Researchers at the Moores Cancer Center at the University of California, San Diego, have found one reason that pancreatic cancer tumors are so difficult to treat with drugs. They have shown how a molecular switch steps up pancreatic cancer cell survival as well as resistance to a standard chemotherapy drug, and have identified alternate routes cancer cells take to avoid the effects of the therapy.

The findings, by a group led by Andrew M. Lowy, MD, professor of surgery and chief of surgical oncology at the UCSD School of Medicine and the Moores UCSD Cancer Center, are reported online and will appear February 1 in the journal Cancer Research.
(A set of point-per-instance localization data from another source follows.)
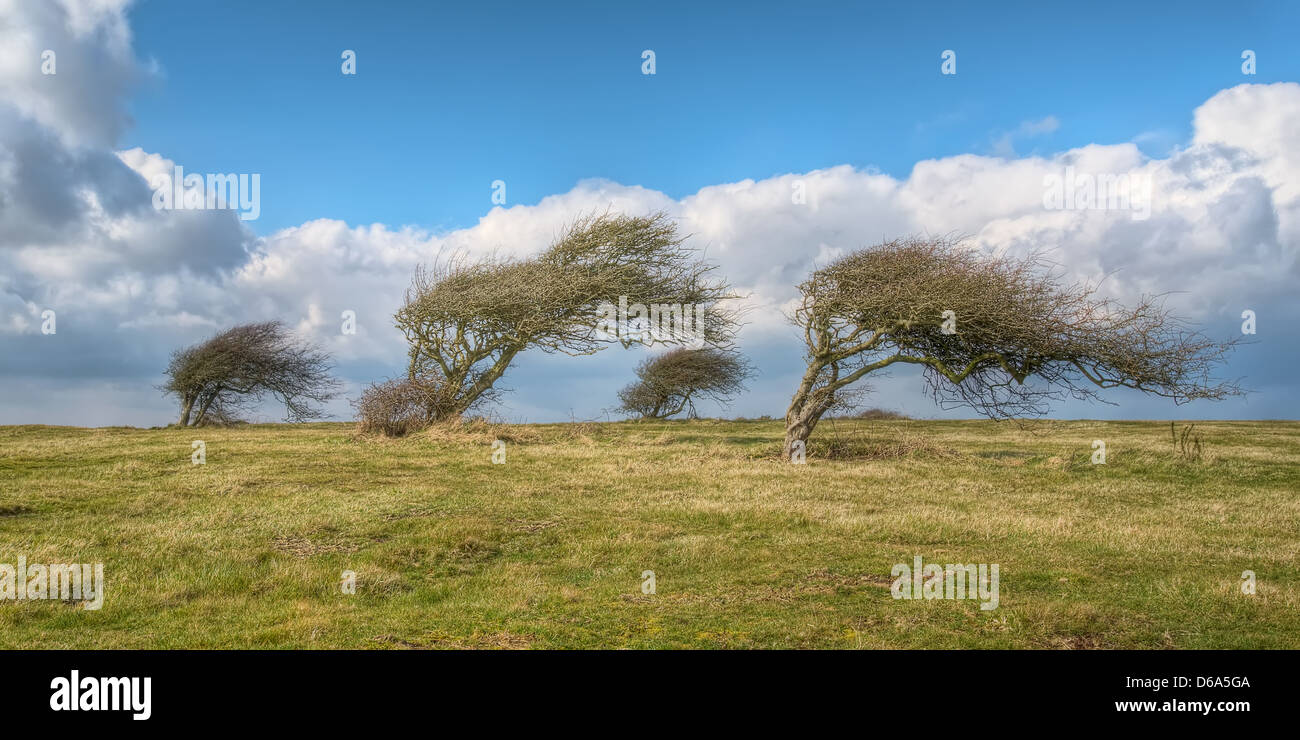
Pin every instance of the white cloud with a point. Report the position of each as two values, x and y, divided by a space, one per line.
78 232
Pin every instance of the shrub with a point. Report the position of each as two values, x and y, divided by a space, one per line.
394 407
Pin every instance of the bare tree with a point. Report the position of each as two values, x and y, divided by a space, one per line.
466 321
235 370
671 383
999 334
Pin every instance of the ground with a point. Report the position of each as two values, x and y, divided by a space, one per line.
547 549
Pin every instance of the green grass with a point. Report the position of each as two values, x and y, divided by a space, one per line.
748 552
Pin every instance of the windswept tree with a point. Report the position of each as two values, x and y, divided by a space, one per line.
999 334
671 383
238 368
466 321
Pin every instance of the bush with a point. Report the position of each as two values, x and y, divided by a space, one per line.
880 415
394 407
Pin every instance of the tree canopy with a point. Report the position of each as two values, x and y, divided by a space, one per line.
235 370
1000 334
466 320
671 383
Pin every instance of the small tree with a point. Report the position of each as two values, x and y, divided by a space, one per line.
999 334
671 383
466 321
217 379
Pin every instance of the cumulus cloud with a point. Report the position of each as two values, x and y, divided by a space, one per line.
78 234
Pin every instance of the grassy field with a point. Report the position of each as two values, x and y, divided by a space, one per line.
547 550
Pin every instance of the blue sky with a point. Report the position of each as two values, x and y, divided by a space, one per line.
449 98
365 176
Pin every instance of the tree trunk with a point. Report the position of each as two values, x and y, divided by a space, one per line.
800 422
186 407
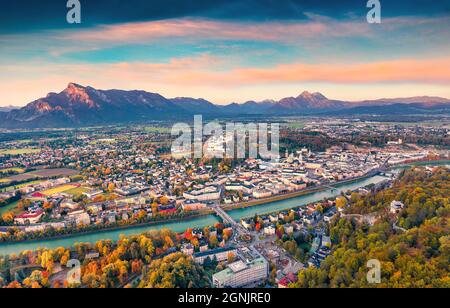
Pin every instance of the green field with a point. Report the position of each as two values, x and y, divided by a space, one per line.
10 188
19 151
77 191
160 130
18 170
9 208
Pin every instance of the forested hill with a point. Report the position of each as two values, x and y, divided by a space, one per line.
417 256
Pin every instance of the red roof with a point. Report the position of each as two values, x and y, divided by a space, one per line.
290 278
31 215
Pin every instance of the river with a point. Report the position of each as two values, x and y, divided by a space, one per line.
180 226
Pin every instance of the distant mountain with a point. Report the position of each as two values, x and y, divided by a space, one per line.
85 106
307 101
423 100
191 104
80 106
250 107
8 108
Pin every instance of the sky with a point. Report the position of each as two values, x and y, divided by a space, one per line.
226 51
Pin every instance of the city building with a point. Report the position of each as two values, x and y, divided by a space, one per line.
241 274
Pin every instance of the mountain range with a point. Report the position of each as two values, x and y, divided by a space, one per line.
78 106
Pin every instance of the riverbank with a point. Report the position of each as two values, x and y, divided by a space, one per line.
200 222
295 194
200 213
115 228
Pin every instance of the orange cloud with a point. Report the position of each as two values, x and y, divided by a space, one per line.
210 77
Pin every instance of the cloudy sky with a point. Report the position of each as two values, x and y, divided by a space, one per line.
226 51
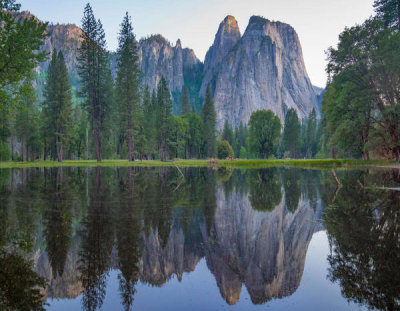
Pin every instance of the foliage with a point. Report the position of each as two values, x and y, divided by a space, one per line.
185 106
209 123
19 42
227 133
361 104
224 150
264 129
128 85
57 107
95 75
291 133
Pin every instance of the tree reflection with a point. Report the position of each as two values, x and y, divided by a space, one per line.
128 229
265 189
364 226
20 285
57 221
96 247
291 185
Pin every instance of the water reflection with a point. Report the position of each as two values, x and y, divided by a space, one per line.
366 241
252 228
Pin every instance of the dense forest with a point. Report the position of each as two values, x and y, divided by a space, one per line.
120 118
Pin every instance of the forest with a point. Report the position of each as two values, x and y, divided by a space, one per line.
120 118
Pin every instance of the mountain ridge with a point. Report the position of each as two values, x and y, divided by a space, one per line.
263 68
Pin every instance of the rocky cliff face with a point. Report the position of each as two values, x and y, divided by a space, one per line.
226 38
158 58
264 69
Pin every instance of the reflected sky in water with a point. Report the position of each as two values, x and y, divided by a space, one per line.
146 239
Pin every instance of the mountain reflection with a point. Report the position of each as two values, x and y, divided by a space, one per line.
365 240
252 227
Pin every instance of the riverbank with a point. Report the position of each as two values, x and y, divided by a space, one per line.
239 163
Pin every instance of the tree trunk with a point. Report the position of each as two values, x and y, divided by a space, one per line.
59 147
130 145
97 141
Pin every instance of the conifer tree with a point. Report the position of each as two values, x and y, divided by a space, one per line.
185 107
128 80
389 11
58 104
291 133
164 119
227 133
149 127
209 121
310 134
95 75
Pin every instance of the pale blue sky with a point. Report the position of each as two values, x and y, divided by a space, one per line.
317 22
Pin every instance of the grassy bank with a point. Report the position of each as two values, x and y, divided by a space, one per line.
318 164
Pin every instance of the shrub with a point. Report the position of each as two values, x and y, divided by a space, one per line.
224 150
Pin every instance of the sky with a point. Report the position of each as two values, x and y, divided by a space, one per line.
317 22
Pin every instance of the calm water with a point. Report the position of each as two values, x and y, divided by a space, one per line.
146 239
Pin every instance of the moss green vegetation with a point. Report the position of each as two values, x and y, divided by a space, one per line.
240 163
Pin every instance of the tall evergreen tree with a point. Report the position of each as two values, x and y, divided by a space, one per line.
149 123
209 121
389 11
27 127
291 133
164 119
95 75
128 80
227 133
310 135
185 106
58 103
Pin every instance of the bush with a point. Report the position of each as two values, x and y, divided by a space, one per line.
224 150
243 153
4 152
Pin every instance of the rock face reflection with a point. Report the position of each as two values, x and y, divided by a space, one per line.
264 251
151 226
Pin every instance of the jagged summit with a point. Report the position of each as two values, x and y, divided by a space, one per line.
226 38
263 69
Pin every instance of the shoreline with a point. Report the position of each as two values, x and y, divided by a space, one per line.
239 163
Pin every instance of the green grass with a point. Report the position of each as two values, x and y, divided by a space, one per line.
316 164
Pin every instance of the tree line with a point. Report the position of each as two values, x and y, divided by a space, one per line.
120 118
361 107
The study provides new insights into pancreatic cancer development and new potential drug targets and treatment strategies against the disease.
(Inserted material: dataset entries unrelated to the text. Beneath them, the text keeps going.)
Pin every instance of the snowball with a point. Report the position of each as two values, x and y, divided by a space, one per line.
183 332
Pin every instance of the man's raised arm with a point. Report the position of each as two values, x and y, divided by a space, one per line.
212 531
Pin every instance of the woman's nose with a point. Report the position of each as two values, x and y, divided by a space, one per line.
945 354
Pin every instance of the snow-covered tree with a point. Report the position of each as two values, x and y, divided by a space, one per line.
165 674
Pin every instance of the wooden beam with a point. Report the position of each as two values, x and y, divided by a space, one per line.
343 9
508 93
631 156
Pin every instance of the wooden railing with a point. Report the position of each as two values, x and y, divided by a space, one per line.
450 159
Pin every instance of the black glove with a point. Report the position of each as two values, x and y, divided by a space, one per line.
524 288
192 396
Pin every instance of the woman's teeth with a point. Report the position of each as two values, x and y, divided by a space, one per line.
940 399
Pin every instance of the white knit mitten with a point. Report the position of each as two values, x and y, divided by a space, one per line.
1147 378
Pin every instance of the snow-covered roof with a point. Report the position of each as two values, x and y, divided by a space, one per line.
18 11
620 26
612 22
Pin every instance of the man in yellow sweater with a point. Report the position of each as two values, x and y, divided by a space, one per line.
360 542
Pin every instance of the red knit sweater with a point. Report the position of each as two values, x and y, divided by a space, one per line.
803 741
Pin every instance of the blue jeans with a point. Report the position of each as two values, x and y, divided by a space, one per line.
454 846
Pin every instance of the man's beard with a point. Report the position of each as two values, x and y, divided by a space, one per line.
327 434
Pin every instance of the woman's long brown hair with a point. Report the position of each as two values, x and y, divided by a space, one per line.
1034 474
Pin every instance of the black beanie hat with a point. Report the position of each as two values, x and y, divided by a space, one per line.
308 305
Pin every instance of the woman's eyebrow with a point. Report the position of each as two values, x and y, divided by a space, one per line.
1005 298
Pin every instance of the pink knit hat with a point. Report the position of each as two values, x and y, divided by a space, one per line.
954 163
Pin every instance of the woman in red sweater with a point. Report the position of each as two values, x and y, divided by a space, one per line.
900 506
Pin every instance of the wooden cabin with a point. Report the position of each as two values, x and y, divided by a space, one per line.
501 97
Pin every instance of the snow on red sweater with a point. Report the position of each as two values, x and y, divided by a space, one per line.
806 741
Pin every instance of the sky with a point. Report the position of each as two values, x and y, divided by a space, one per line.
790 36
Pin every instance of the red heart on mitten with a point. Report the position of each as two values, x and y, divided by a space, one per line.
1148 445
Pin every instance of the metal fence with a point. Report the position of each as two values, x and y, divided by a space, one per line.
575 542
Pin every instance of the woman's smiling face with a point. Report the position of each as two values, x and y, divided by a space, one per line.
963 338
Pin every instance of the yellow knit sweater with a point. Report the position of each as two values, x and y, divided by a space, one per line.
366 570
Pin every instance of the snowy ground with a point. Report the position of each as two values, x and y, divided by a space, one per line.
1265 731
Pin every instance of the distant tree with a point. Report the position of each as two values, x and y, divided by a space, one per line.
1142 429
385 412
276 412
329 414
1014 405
"To understand how to treat pancreatic cancer tumors, we need to better understand their circuitry and behavior," Lowy said.

Pancreatic cancer is a particularly deadly cancer, fast-moving and difficult to detect early. It's estimated that more than 35,000 people died from pancreatic cancer last year in the United States.

RON is a signaling protein known as a tyrosine kinase, essentially a switch that turns on various activities in cells. Previous work in Lowy's lab showed that RON is overexpressed in a majority of precancerous and pancreatic cancer cells, and could also help cells resist dying. The researchers wanted to find out what role, if any, RON played in pancreatic cancer development and progression.

In a series of experiments, the researchers showed that RON sends signals that regulate the activity of genes that help tumors cells survive, "implying RON is a potent survival signal for pancreatic cancer cells," Lowy said.

To see the effects of reducing or blocking RON activity, the team shut down RON expression in pancreatic cancer cells using a molecular technique called "gene silencing," and then used those cells to establish tumors in mice. Those tumors were treated with gemcitabine, the most common chemotherapy drug used to treat pancreatic cancer patients. Tumors in which RON was silenced were much more sensitive to the chemotherapy than the RON-expressing cancer cells.

"This is the first demonstration that RON-directed therapy in an animal model can sensitize tumors to chemotherapy," Lowy said. Yet, the scientists found that the cancer cells and tumors were eventually able to bypass the silencing agent as well as the drug's effects, and continued to grow.

About 50 percent of the tumor cells re-expressed RON. The researchers also found that the tumor cells activated other growth proteins, including epidermal growth factor receptor (EGFR), to enable them to continue to grow.

"This is what most tumors do," Lowy said, explaining that clinically, pancreatic cancer tumors often respond to therapy at first, only to begin growing again. "We know that diseases such as pancreatic cancer are too complex for one drug to be effective. If we can learn to predict the results of RON-directed therapy, maybe we can combine it with an EGFR-directed therapy, for example, to take away tumor escape routes."

Lowy explained that scientists still need far more information about RON's part in pancreatic cancer development and progression. "We need to figure out which tumors are relying on RON," he said. "If we could develop biomarkers to identify which tumors are going to be susceptible to RON-targeted therapy, then we can begin to figure out what tumors do to escape such treatments."